TL;DR Claude Code ships without LSP enabled. Enabling it gives Claude the same code intelligence your IDE has: go-to-definition, find references, type info, real-time error detection. From my debug logs: ~50ms per query vs 30-60s with grep. Two minutes of setup. Jump to setup →

What You're Currently Running

By default, Claude Code navigates your codebase with text search tools: Grep , Glob , and Read . It's the same as having a very fast developer with grep and find at a terminal. Smart pattern matching, but fundamentally just matching text.

The core problem: grep treats code as text. But code is not text. It has structure, meaning, and relationships.
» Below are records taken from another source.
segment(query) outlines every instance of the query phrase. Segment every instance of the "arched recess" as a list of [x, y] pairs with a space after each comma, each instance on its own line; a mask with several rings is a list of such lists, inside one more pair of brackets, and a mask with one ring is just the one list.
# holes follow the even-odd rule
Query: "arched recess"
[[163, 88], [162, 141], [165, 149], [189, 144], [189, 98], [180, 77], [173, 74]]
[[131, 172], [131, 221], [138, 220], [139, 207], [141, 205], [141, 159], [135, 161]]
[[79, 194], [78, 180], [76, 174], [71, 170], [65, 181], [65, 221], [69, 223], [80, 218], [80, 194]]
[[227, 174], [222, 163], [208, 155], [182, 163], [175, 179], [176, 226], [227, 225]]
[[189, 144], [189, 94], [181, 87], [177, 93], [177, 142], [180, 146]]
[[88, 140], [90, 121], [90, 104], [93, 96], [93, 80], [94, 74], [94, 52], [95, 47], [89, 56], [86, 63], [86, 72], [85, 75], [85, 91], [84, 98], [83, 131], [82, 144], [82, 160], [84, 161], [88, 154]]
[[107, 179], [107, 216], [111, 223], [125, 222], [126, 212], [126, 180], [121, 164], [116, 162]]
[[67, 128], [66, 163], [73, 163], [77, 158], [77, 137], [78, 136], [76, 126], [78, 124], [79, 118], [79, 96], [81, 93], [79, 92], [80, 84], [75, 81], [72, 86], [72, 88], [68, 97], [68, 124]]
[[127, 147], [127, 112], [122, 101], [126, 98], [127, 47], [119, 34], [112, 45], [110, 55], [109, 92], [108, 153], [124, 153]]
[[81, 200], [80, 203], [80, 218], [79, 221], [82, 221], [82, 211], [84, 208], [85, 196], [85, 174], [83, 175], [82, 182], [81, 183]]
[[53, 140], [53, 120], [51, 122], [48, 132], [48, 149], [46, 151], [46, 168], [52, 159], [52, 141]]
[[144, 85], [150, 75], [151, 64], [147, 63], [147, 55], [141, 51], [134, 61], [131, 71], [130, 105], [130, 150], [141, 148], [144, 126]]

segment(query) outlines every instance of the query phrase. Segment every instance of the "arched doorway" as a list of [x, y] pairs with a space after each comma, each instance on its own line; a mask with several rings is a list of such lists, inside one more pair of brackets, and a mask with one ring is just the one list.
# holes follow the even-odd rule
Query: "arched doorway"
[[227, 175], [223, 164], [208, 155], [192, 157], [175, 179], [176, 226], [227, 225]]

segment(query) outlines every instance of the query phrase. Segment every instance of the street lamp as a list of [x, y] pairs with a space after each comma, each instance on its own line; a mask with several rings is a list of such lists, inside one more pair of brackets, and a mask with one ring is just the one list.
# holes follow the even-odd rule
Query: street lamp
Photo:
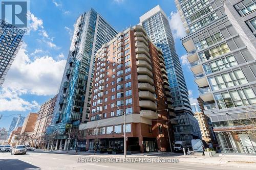
[[166, 122], [166, 126], [167, 126], [167, 132], [168, 132], [168, 137], [169, 138], [169, 143], [170, 144], [170, 152], [173, 152], [173, 149], [172, 148], [172, 143], [170, 143], [170, 134], [169, 134], [169, 127], [168, 126], [168, 124], [169, 123], [169, 122], [171, 121], [172, 120], [169, 120], [168, 122]]
[[120, 110], [121, 113], [123, 115], [123, 146], [124, 146], [124, 158], [126, 157], [126, 126], [125, 126], [125, 112], [122, 112], [122, 110], [121, 110], [118, 106], [114, 104], [115, 106]]

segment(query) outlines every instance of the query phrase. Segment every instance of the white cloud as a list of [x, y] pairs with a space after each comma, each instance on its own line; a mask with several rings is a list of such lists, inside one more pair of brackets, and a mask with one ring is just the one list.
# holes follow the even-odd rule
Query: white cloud
[[178, 12], [172, 12], [169, 18], [169, 23], [173, 32], [174, 39], [175, 40], [176, 38], [180, 39], [185, 37], [186, 34], [179, 13]]
[[36, 31], [39, 28], [44, 29], [42, 20], [35, 16], [29, 11], [28, 12], [27, 16], [28, 19], [31, 21], [29, 25], [29, 30]]
[[188, 99], [190, 104], [194, 103], [198, 103], [197, 99], [193, 98], [193, 90], [188, 90]]
[[48, 55], [32, 61], [23, 43], [8, 71], [3, 87], [21, 89], [28, 93], [54, 95], [61, 82], [66, 60]]
[[56, 1], [53, 0], [52, 1], [53, 3], [55, 5], [55, 7], [57, 7], [60, 11], [62, 12], [63, 14], [67, 15], [69, 14], [70, 12], [69, 11], [66, 11], [63, 8], [63, 5], [61, 2], [59, 0], [58, 2], [57, 2]]
[[71, 29], [70, 29], [69, 28], [68, 28], [67, 26], [65, 26], [65, 27], [64, 27], [64, 28], [67, 31], [68, 33], [69, 33], [69, 35], [70, 36], [70, 39], [71, 40], [72, 40], [72, 37], [73, 37], [73, 33], [74, 31], [71, 30]]
[[64, 57], [65, 57], [65, 56], [64, 56], [64, 55], [63, 54], [63, 53], [60, 53], [60, 54], [59, 54], [58, 55], [58, 58], [64, 58]]
[[0, 89], [0, 112], [6, 111], [24, 111], [39, 109], [40, 106], [35, 101], [31, 102], [22, 98], [20, 95], [26, 91], [20, 89], [2, 88]]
When you ask "where is getUserById defined?", you want the one function definition, not the 50 places that call it plus the 12 comments that mention it. Grep can't tell the difference. LSP can.

What LSP Actually Is

Before 2016, every code editor had to build its own language support from scratch. VS Code needed a Python plugin. Vim needed a separate Python plugin. Emacs, Sublime, Atom — each one reinventing the same work. Twenty editors times fifty languages meant a thousand separate implementations, most of them incomplete.